Brighton Beach Hotel ca. 1888
After becoming a millionaire selling mules and horses to the Union Army during the American Civil War, William Engeman returned home to New York where he purchased the land nestled between Coney Island and Manhattan Beach in Brooklyn for twenty thousand dollars, then known as Middle Division. He renamed the newly acquired land Brighton Beach and in 1870 opened the Ocean Hotel, a modest structure compared to what was to come. The year 1878 saw the opening of the Brighton Beach Bathing Pavilion and Ocean Pier, as well as The Brighton Beach Hotel, a grandiose building in design and in direct competition with Austin Corbin’s nearby Oriental Hotel and Manhattan Beach Hotel. The Brighton Beach Fair Grounds (known as Engeman’s Track”) were built a year later to attract more visitors to the pier and hotel. The multiple hotels and attractions to the area launched the heyday of Brighton Beach.

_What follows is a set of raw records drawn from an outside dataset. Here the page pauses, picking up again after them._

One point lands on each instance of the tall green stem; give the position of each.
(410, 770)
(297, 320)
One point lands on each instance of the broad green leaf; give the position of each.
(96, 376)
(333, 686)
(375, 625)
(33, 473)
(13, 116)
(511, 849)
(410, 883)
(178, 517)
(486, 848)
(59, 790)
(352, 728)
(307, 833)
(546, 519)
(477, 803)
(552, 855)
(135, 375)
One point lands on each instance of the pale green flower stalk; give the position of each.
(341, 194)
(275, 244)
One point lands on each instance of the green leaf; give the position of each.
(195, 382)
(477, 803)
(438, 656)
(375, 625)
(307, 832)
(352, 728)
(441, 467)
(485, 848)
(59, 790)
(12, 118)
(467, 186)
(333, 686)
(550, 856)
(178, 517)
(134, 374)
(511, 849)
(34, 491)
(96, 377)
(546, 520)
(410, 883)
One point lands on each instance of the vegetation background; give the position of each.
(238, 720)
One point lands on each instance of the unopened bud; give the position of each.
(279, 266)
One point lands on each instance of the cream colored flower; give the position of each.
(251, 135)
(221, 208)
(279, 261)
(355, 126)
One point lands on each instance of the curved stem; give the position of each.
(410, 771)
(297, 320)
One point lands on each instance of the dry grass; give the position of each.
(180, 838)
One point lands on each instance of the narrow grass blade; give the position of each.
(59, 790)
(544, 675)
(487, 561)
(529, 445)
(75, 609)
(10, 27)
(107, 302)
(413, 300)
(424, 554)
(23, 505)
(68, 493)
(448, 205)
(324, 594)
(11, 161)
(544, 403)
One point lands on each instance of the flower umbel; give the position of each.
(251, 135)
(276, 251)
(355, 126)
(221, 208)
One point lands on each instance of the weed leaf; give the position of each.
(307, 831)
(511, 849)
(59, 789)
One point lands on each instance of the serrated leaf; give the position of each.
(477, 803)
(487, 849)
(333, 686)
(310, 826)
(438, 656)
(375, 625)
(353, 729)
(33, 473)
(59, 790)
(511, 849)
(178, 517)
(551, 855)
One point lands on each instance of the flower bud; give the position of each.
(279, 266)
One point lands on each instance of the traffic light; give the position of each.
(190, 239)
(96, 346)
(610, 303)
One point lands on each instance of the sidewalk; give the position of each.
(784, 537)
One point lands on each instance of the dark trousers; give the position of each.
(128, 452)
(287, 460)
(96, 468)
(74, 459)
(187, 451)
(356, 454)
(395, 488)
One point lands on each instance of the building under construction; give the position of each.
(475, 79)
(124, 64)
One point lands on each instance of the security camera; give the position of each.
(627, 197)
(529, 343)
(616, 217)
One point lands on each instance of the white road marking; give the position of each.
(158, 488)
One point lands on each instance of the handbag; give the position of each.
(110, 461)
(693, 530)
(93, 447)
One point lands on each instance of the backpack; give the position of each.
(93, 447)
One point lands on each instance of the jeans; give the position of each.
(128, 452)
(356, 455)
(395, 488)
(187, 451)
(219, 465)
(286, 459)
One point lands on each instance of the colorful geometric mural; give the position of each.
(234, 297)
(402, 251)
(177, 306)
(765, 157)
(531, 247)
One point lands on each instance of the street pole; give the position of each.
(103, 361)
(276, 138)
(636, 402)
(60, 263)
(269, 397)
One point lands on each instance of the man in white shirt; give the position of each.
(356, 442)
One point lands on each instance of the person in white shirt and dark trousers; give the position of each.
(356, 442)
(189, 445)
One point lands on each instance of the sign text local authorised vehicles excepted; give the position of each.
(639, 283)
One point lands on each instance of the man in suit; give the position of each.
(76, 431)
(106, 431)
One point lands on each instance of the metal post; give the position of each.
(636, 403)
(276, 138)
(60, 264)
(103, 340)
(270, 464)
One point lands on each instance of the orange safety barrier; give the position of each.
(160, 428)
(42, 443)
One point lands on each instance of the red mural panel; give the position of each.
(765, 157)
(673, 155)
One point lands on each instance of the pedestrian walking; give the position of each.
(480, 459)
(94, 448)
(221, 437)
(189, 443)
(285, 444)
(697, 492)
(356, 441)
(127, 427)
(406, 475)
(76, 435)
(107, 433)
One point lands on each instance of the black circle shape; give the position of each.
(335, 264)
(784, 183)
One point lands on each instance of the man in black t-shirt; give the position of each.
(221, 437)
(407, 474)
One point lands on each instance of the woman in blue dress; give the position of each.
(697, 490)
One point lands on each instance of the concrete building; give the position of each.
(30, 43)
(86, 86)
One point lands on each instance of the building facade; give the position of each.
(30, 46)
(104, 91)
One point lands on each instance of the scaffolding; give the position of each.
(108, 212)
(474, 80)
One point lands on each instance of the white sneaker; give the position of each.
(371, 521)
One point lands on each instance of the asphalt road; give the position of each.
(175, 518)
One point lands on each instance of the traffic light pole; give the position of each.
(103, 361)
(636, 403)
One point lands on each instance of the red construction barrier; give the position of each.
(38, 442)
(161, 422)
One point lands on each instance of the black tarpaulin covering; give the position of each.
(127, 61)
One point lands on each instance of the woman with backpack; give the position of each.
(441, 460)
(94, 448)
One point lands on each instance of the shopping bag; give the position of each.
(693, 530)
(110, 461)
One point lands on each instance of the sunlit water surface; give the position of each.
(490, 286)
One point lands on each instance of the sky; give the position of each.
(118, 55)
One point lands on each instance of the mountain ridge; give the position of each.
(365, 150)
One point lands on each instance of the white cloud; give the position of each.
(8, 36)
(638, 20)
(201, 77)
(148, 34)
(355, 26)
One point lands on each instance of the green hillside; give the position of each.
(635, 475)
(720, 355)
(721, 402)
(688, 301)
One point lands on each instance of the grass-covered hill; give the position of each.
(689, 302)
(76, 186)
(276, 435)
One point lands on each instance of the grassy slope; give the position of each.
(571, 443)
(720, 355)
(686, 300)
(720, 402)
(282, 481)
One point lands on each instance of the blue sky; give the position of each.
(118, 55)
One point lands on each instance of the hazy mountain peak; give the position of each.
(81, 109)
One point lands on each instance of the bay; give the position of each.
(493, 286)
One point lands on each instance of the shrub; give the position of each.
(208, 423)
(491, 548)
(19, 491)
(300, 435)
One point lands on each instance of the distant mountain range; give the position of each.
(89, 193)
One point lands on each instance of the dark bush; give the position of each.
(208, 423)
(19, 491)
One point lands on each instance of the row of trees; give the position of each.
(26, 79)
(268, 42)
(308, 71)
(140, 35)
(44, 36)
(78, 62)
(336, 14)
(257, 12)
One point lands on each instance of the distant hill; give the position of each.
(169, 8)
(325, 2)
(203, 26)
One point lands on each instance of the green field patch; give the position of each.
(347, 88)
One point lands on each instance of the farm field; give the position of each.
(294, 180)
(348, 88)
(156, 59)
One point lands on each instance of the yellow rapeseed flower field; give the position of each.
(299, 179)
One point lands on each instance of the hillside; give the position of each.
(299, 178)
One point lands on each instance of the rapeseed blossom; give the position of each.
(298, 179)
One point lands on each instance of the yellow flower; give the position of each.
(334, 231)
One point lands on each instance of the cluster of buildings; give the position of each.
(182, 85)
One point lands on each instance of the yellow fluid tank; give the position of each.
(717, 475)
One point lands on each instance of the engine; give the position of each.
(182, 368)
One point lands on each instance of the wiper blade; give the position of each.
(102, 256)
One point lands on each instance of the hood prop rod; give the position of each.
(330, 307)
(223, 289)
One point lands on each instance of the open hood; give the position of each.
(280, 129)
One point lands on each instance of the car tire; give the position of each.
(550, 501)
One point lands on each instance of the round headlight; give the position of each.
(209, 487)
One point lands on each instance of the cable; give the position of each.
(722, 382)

Over time it became more noticeable the ocean was eroding the beach and threatening the Brighton Beach Hotel. In 1888, Engeman’s son (also named William) who had taken over the business after his father’s death, funded the colossal undertaking to lift the hotel onto train tracks in order to move it further inland to avoid the oncoming erosion. As outlandish as it sounds, this actually happened and seemingly without a hitch. In the photograph above, taken on April 3rd, 1888, you can see the tracks being laid and the train cars being prepared.
The Brighton Beach Hotel survived through natural disasters, financial strain, and more natural disasters until 1924 when it was demolished and replaced with the Riegelmann Boardwalk. Thus, the heyday of Brighton Beach had come to an end.